Ashok121 · November 22, 2023, 4:27pm

Hello Knime community,

I have 1 million rows in csv file reader
Running python scripit on entire 1 million rows is taking time so much
Currently I am doing using row filter,
Is there any possibility of parallel execution in knime
If so can anyone share me the workflow how it works

Thanks

takbb · November 22, 2023, 5:46pm

Hi @Ashok121 , to help get a feel for the “scale of the pain”, what chunk size are you using in the loops?

Also, I’m guessing the python is performing some specialist or complex operation or something not easily performed using the core nodes. What kind of operation is it performing, and how long does one iteration of a loop currently take?

Trivial, I know, but is there a reason why the Column Rename has to be inside the loop rather than performed once prior to the loop start? (Every little helps )

Ashok121 · November 23, 2023, 4:56am

Thank you @takbb for your response I will move column rename
Main aim of python scripit is to extract the value

Python scripit node is extracting value from text and classifies the text weather it’s True positive or False positive.

Total 1 million rows
Total 4 chunks
Each Chunk size is 0.25 millions rows

One iteratation it’s taking around 2 hour 45 minutes

Is there way for parallel execution

shajooae · November 23, 2023, 5:54am

Hi Ashok,

The Row filter component has lot of variables which takes good amount of time to sort the large number of rows and select our preferred particular value (Eg: $${ICounter}$$) from dimension.

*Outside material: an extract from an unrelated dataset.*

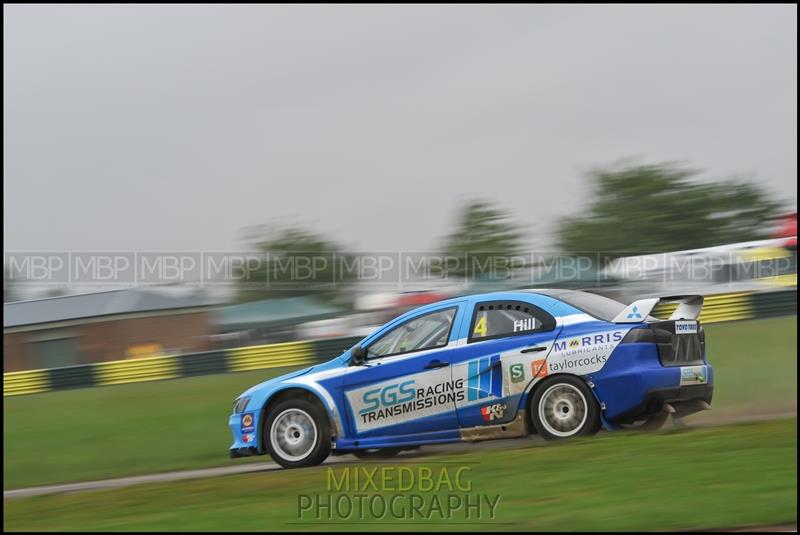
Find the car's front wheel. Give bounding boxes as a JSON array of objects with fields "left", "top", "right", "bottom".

Best of luck.
-Shajahan

takbb · November 23, 2023, 8:03am

Hi @Ashok121 ,
I don’t quite understand.

Do each of the 4 branches handle .25m rows?

By chunk size, I was referring to the setting on the chunk loop. If the “chunk size” is also .25m, then what is the purpose of the loop, as that would mean it’s a single iteration…?

Sorry if i missed or misinterpreted what you are saying.

Ashok121 · November 23, 2023, 11:11am

Total number of lines 1 million
Splited 1 millions to 4 parts (0.25 million) using row filter
Later using chunk loop start iterating 10,000 lines each time

system · February 21, 2024, 11:11am

This topic was automatically closed 90 days after the last reply. New replies are no longer allowed.